- Film poster
- Directed by: Ray Nazarro
- Written by: Daniel B. Ullman
- Produced by: Walter Wanger Edward Morey Jr.
- Starring: Sterling Hayden Eve Miller
- Cinematography: Harry Neumann
- Edited by: William Austin Walter Hannemann
- Music by: Albert Sendrey
- Production company: Walter Wanger Productions
- Distributed by: Allied Artists Pictures Corporation
- Release date: February 22, 1953;
- Running time: 73 minutes
- Country: United States
- Language: English

= Kansas Pacific (film) =

1953 film by Ray Nazarro

Kansas Pacific is a 1953 American Cinecolor Western film released by Allied Artists Pictures and directed by Ray Nazarro. It stars Sterling Hayden and Eve Miller. While the film was released in 1953, the title screen clearly states "Copyright MCMLII" (1952). The film offers a fictionalized account of the struggle to build the Kansas Pacific Railway in the early 1860s just prior to the American Civil War. In the film the building of the railroad in Kansas is opposed by sympathizers of the South before it forms the Confederacy.

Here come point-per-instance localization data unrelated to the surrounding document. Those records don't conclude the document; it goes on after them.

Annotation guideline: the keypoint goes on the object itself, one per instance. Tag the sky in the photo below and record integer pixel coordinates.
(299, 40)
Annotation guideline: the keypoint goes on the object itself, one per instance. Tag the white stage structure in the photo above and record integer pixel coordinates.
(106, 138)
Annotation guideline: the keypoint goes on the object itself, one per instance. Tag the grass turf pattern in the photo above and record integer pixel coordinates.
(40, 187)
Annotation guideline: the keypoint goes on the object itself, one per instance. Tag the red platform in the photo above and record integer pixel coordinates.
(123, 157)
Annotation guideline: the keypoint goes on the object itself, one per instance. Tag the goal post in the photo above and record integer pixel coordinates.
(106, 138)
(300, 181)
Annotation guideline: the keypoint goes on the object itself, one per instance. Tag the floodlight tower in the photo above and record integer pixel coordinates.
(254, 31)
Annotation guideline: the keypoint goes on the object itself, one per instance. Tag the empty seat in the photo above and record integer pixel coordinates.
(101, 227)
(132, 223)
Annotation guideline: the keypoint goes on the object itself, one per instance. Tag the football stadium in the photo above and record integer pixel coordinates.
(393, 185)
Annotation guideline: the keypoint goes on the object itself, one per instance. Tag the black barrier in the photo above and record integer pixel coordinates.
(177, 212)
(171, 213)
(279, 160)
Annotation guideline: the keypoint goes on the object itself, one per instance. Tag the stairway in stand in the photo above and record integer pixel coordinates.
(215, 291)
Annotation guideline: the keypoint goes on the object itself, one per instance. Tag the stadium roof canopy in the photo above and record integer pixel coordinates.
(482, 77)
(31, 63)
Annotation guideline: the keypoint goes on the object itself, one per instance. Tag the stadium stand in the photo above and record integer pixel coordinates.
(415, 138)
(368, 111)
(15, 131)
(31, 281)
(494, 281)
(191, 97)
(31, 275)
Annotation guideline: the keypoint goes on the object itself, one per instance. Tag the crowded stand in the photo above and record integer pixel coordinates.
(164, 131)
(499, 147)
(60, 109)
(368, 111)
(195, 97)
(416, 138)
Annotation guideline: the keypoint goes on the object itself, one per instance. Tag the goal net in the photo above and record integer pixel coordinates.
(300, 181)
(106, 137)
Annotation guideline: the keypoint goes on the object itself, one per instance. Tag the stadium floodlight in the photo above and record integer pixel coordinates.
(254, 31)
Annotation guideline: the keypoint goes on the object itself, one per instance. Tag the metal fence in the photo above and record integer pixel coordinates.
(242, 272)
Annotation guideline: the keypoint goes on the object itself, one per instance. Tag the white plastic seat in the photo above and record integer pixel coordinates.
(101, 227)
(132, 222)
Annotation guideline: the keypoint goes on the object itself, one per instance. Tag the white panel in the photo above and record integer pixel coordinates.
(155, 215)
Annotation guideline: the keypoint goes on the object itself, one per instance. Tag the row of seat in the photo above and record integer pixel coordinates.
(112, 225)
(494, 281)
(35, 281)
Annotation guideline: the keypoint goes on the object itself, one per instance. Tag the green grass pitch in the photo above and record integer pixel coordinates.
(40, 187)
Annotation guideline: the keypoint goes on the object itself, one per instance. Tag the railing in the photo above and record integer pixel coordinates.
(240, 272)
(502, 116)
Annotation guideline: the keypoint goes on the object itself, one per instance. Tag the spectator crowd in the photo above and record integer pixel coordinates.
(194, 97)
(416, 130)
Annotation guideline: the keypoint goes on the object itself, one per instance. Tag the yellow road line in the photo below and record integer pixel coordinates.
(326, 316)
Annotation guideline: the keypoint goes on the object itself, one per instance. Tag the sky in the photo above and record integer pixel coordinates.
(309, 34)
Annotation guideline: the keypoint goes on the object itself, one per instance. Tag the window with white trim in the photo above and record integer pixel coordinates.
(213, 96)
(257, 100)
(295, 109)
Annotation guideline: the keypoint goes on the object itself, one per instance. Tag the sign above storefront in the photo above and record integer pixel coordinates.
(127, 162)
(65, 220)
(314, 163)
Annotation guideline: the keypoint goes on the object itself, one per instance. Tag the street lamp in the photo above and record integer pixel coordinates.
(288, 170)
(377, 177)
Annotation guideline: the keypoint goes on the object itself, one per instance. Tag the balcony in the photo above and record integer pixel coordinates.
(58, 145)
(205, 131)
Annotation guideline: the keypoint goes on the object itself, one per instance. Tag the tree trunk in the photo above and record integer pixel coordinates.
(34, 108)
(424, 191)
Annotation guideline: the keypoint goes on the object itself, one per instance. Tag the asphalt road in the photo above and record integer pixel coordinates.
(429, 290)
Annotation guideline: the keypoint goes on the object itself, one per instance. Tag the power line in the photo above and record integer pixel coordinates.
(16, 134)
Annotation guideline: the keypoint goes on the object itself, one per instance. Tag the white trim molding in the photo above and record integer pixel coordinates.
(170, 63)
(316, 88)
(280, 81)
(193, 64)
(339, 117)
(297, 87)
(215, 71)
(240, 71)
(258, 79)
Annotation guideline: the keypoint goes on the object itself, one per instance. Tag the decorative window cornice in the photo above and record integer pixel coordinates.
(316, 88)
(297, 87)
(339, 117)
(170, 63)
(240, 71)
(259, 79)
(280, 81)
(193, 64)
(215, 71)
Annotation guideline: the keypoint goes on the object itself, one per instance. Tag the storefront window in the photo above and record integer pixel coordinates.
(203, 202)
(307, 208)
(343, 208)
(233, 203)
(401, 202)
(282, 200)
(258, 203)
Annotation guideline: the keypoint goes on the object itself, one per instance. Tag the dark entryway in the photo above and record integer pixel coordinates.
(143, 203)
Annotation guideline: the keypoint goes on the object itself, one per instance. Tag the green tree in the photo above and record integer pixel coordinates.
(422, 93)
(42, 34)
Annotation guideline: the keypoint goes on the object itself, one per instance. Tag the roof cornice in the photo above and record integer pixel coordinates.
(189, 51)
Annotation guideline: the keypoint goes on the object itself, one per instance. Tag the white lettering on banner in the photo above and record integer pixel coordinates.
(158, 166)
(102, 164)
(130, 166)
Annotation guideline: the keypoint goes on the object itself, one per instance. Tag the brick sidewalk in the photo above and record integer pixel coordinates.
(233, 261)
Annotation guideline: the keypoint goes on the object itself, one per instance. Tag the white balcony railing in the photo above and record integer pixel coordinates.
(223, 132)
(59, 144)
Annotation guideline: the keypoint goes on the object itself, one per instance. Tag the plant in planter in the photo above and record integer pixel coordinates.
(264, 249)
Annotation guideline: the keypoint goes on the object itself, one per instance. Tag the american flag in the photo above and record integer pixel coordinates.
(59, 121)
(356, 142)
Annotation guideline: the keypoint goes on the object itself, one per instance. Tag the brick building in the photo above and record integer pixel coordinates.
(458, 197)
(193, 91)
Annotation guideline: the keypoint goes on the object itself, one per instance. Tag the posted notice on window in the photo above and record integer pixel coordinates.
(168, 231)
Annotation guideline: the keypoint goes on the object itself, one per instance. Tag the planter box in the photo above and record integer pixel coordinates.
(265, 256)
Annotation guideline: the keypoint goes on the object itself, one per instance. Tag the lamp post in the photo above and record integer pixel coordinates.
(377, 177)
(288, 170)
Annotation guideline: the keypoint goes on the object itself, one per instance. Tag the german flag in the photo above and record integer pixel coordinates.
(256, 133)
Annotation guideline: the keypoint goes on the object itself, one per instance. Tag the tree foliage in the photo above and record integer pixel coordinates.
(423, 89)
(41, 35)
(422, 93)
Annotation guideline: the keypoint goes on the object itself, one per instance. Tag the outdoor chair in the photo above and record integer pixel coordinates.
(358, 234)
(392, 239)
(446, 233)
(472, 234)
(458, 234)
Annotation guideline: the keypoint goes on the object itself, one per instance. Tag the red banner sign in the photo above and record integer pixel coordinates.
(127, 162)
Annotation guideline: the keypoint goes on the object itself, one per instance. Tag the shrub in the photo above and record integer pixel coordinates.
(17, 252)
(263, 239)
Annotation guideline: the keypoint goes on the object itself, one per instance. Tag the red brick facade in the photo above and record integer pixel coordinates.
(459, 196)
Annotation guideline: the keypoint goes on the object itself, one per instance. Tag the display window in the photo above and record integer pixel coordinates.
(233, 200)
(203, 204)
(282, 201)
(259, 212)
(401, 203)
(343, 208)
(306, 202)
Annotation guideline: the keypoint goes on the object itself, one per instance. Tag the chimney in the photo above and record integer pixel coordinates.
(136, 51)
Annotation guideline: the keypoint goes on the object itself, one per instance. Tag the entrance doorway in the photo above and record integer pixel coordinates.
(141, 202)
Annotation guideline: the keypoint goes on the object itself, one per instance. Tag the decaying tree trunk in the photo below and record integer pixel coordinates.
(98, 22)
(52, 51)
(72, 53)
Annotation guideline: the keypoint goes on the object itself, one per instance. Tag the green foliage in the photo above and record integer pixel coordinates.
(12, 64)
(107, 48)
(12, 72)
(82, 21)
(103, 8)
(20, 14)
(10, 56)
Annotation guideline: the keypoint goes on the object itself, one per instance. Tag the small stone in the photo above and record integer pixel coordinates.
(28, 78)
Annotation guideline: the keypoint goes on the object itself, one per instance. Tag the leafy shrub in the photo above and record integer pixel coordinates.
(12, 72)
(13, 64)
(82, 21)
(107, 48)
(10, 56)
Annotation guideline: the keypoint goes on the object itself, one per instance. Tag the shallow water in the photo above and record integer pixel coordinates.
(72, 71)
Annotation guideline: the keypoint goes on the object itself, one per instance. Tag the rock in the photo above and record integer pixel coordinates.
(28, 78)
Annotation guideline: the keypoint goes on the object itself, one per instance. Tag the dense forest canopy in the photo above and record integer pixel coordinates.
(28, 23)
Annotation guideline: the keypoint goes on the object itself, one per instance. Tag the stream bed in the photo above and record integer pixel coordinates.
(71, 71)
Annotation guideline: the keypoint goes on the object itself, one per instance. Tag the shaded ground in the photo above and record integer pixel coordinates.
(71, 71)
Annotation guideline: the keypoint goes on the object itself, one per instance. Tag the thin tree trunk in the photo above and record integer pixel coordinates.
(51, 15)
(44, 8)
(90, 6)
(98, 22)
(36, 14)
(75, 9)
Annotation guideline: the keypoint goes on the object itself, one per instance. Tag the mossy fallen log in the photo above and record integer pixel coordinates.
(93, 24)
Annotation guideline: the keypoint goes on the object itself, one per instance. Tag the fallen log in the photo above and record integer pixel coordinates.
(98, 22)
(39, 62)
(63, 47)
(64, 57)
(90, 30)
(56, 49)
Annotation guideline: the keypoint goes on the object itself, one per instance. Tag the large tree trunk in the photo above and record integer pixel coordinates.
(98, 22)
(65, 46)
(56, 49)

General-in-Chief of the United States Army Winfield Scott sends a Corps of Engineers captain (Hayden) incognito to complete the railroad in order to supply western Union outposts when the anticipated war starts. Opposing the railway is Confederate William Quantrill (Reed Hadley), whose mission is to stop or delay the railway from being completed.

Miller plays the only female character within the entire movie. This film also features Clayton Moore. Andrew V. McLaglen is credited as assistant director in the opening credits of this movie.

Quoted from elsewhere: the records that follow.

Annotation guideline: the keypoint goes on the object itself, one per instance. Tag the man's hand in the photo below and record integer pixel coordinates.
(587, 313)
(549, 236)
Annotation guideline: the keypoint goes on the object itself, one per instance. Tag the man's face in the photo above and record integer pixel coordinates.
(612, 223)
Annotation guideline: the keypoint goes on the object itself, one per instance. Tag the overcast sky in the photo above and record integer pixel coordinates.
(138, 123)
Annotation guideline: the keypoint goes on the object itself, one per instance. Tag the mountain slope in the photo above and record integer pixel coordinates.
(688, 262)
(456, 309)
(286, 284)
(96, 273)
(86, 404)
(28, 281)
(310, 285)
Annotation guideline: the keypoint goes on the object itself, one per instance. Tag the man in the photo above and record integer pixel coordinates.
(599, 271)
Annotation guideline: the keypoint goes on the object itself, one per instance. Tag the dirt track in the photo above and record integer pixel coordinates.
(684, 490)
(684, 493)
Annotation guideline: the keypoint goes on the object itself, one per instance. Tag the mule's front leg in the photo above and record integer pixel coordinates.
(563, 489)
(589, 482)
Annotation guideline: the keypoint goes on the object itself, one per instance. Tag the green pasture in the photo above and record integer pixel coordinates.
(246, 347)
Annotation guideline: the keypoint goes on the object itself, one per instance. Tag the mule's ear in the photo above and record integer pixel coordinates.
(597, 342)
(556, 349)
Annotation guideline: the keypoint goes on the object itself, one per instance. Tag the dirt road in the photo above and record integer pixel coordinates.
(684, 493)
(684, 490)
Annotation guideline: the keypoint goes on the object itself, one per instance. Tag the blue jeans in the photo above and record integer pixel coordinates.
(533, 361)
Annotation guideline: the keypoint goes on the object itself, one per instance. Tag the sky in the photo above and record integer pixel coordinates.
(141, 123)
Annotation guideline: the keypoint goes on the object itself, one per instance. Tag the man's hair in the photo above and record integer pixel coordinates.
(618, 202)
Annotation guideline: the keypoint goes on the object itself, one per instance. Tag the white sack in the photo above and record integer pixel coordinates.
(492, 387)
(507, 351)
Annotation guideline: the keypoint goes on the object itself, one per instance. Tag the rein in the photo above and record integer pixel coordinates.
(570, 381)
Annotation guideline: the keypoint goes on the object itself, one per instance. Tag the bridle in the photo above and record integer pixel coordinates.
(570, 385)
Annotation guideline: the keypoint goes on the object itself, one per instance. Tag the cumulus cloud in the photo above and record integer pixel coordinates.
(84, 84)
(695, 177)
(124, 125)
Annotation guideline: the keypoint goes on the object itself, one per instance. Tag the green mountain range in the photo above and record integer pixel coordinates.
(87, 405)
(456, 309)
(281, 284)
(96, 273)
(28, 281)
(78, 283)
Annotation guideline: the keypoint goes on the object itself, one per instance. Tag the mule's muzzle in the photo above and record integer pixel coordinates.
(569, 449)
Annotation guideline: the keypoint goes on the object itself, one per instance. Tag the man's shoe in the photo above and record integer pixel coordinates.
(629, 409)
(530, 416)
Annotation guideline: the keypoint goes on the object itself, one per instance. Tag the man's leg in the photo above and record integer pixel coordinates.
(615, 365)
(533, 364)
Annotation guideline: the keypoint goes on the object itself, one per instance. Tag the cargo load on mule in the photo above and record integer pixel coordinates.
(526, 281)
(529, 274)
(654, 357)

The rights to the film are currently in the public domain.

==Plot==
Prior to the Civil War but after the South has seceded from the U.S., the film centres on the efforts to build a railroad across Kansas toward the West Coast. Southern sympathizers attempt to sabotage the railroad construction efforts so U.S. Army Corps of Engineers Captain John Nelson is brought in to keep the project going. Captain Nelson must not only contend with the efforts of the saboteurs headed up by William Quantrill but also try to romance the railroad foreman's daughter, Barbara Bruce.

==Cast==
- Sterling Hayden as Captain John Nelson
- Eve Miller as Barbara Bruce
- Barton MacLane as Cal Bruce
- Reed Hadley as William Quantrill
- Irving Bacon as Casey
- James Griffith as Joe Farley
- Douglas Fowley as Max Janus
- Harry Shannon as Smokestack
- Myron Healey as Morey
- Clayton Moore as Henchman Stone
- Robert Keys as Lieutenant Stanton
- Tom Fadden as Gus Gustavson
- Jonathan Hale as Sherman Johnson
- Lane Bradford as Max (uncredited)
- Fred Graham as Corvin (uncredited)

==Production==
The movie was filmed at the Iverson Movie Ranch and the Sierra Railroad in what is now Railtown 1897 State Historic Park, Jamestown, California. Walter Mirisch of Allied Artists had Walter Wanger's name put on the picture as a producer, although he was in prison for shooting agent Jennings Lang, whom he believed to be having an affair with his wife, Joan Bennett. Thanks to Mirisch, Wanger received a producer's billing, salary and profit participation.